Janka Bond

Positive Thinking In a Relationship



Posted: Sunday, July 18, 2010

by Janka Bond
http://www.thingstodosandiego.blogspot.com

A man is but the product of his thoughts, what he thinks, he becomes. ", Mahatma Ghandi

"There are always flowers for those who want to see...", Henri Matisse

We have all heard about how positive thinking and attitude can improve your life. Your thoughts affect your feelings and are reflected in your actions. A positive mind anticipates positive outcomes and whatever the mind expects will become a reality. The same theory applies when it comes to relationships. No relationship is perfect and even the best relationships encounter problems from time to time.

However, the more effort we make to focus on the positives, the happier we can become. Now this is not an easy process but it can be done. I am talking about a conscious effort to switch to “positive" anytime “negative" takes over our mind. By training your mind to replace negative thoughts with positive ones, you can increase the positive behaviour and positive reactions to each other in your relationship. Positive and negative thinking are both contagious. Instinctively on a subconscious level we affect our partner and their behaviour towards us.
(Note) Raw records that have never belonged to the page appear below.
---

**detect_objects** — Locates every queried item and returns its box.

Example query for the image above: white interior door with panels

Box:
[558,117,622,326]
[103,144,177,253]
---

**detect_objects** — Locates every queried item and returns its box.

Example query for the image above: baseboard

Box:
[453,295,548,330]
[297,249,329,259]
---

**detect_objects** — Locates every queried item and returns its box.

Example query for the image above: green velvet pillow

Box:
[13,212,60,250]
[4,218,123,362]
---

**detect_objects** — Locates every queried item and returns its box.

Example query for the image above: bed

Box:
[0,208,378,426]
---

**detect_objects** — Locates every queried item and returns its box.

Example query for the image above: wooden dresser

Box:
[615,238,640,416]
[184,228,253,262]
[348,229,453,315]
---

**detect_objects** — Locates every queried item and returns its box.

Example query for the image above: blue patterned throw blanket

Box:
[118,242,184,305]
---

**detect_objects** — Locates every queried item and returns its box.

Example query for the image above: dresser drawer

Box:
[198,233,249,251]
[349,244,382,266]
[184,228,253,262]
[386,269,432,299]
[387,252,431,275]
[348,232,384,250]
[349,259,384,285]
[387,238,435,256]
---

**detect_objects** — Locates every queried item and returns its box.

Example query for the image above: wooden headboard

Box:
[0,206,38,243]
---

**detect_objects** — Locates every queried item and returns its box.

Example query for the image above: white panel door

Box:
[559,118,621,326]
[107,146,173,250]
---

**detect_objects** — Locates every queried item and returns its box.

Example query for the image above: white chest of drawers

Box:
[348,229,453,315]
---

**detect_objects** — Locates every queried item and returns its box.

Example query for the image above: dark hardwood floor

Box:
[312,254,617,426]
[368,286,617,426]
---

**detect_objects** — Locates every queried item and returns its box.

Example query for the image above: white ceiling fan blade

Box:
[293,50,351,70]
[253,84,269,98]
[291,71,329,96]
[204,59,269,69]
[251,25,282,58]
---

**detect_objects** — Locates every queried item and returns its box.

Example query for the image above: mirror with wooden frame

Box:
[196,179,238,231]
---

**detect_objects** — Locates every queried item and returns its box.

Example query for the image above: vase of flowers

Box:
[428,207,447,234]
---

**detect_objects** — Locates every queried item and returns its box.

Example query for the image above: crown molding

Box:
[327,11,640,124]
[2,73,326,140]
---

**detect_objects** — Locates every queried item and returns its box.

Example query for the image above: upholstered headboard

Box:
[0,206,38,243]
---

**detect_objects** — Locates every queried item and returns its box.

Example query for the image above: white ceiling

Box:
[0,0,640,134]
I experience this in my relationship. As we get to know each other more intimately, I see that my husband picks up on the way I feel. I guess it’s in my face expressions, the tone of my voice or my behaviour - my happiness or my negative feelings affect him. We try to discuss any issues that come our way but I know there is a lot I can do on the inside – as I go through my internal dialogue. When pessimistic thought visits my mind (and they do; I am human), I try to stop for a minute and appreciate what I have. I think about what he does for me, what we did together or what he said/did recently that made me happy. This little reflection helps me to put things into perspective, see all the good we have in our relationship and realize how lucky I am. And I make sure I tell him so.

In her article “Increasing the Positives in Your Relationship", Shruti S. Polsen, a family therapist suggests the following activities to start the process of replacing negative thoughts with positive thoughts:

· List three things you like about your partner

· List three things your partner does that make you feel cared for and supported

· Think of areas of your relationship that you positive experience and thoughts about

· Think of areas in your relationship that you have positive experience and thoughts about

· Share at least one positive thought about your partner or your relationship with him or her each day

Examples of turning negative thoughts into positive:

· We don’t agree on everything but essentially we share many of the same values and beliefs

· Sometimes we argue but we have many happy times together

· I don’t always like everything about my partner but I know why I chose to be with him/her - because I respect and admire many of their qualities and attributes (be specific)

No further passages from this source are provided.